NU ONLINE NEWS SERVICE, MAY 19, 2:56 P.M. EDT
Natural disasters have impacted the bottom line of reinsurers globally, with combined losses from the Japanese and New Zealand earthquakes, and cyclone and flooding losses in Australia, totaling $15.7 billion for 23 property and casualty reinsurers, leading to an aggregate loss of $3.5 billion, according to a report from Fitch.
The report also states that combined ratios increased dramatically. The reinsurers’ aggregate first-quarter 2011 combined ratio increased to 138 percent from 103 percent one year ago.
First-quarter 2010 included $5.9 billion of catastrophe losses. These largely stemmed from the Chilean earthquake. Fitch also notes that underwriting losses in both periods were lessened by continued benefits from favorable prior year loss reserve development.
Fitch believes that across the group a 2 percent decline in GAAP (generally accepted accounting practices) equity from year-end 2010 can be easily absorbed by the reinsurance market, which the agency views as being strongly capitalized at year-end 2010.
Fitch recognizes, however, that year-to- date capital erosion leaves less margin for error as the U.S. hurricane season approaches, which it says has produced many of the largest global catastrophe losses on record.
Any meaningful catastrophe losses for the remainder of 2011 could strain the capital bases of individual companies, Fitch notes.
Depending on the size of these potential events, incremental capital declines could result in more meaningful pricing improvement in the broader market, Fitch says, particularly if losses significantly affect primary companies that were relatively unscathed by the major loss events of first-quarter 2011.

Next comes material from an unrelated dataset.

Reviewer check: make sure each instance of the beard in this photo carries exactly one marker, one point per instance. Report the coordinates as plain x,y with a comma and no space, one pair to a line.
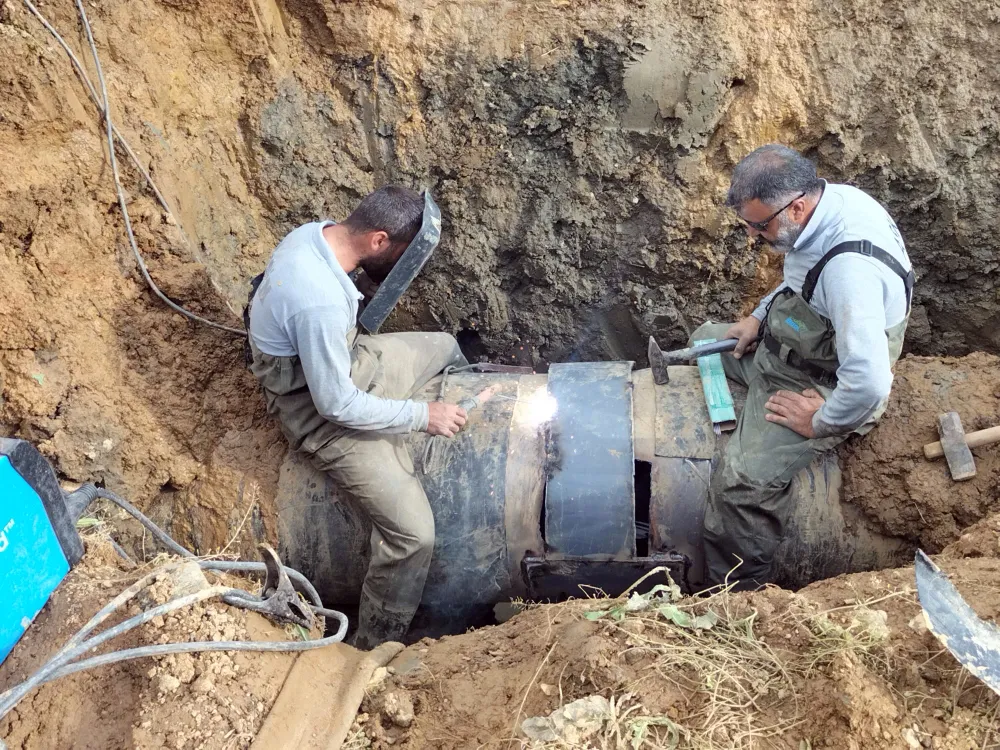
377,269
788,232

Fitch observes that the primary loss driver in the first three months of 2011 was the Japanese earthquake, resulting in pretax net losses of about $8.9 billion for the reinsurers in this group.

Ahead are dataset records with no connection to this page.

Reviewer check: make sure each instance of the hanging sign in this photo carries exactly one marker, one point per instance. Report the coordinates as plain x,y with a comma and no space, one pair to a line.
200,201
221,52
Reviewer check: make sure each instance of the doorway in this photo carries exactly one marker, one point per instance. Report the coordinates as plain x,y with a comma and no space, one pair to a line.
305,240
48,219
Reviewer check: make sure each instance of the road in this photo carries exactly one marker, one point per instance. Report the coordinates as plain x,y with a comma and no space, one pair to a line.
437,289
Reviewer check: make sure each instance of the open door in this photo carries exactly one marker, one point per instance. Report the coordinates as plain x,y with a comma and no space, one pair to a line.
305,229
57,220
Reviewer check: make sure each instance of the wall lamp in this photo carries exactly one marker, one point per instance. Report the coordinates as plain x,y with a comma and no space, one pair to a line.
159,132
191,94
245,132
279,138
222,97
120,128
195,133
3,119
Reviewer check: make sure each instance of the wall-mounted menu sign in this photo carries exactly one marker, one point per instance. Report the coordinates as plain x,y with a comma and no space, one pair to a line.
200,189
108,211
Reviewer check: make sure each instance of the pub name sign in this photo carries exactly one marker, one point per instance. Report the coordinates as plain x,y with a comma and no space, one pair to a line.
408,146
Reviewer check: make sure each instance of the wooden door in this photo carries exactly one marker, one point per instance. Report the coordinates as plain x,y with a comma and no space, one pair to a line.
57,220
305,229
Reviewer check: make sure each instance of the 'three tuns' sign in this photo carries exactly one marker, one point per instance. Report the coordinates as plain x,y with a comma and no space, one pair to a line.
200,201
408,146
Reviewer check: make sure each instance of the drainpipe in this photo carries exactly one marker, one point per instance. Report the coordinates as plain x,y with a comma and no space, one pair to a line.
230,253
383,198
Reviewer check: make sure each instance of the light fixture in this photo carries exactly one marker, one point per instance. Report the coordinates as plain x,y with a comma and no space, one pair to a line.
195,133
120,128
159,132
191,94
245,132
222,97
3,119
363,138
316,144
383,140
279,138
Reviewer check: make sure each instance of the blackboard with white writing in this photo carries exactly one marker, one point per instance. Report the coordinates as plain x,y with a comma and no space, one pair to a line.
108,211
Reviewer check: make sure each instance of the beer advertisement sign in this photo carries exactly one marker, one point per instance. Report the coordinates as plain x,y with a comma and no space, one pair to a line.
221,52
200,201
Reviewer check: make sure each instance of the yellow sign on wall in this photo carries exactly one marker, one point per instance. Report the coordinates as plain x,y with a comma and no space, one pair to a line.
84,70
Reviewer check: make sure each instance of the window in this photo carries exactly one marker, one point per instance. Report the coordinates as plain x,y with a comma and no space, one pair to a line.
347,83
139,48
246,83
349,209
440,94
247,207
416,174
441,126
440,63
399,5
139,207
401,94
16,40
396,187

The earthquake in New Zealand, as well as a cyclone and floods in Australia, added another $6.8 billion of pretax catastrophe losses in first-quarter 2011.

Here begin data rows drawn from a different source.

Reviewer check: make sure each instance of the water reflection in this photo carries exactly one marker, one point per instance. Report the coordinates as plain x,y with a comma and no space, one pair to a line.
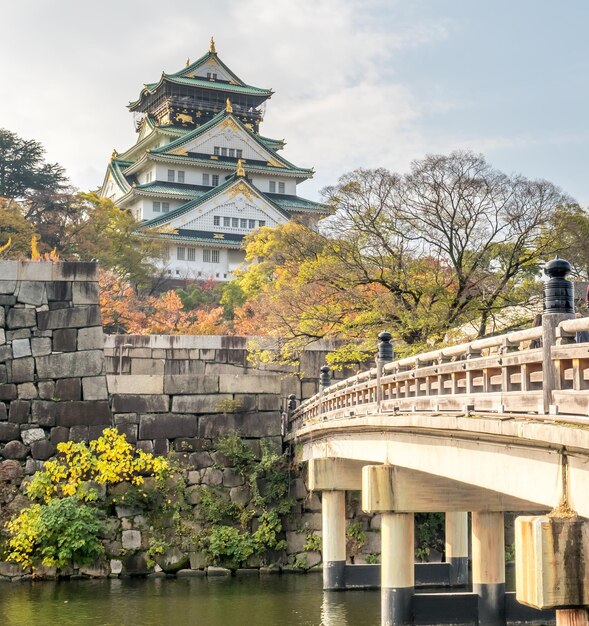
333,609
294,600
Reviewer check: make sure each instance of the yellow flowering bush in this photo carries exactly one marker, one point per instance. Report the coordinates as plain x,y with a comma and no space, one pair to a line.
108,460
65,526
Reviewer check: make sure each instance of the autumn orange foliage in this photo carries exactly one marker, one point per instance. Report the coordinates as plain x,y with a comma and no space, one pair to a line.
126,311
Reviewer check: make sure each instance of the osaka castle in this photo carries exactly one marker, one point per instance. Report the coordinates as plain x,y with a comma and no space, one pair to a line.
200,175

Companies with more geographically diverse property reinsurance underwriting portfolios were in many cases hit disproportionately hard by thr confluence of events, several of which took place outside of what are generally considered to be peak catastrophe zones, Fitch says.
In first-quarter 2010, the Chilean earthquake and Winter Storm Xynthia combined to contribute about 20 combined ratio points to reinsurers’ underwriting results.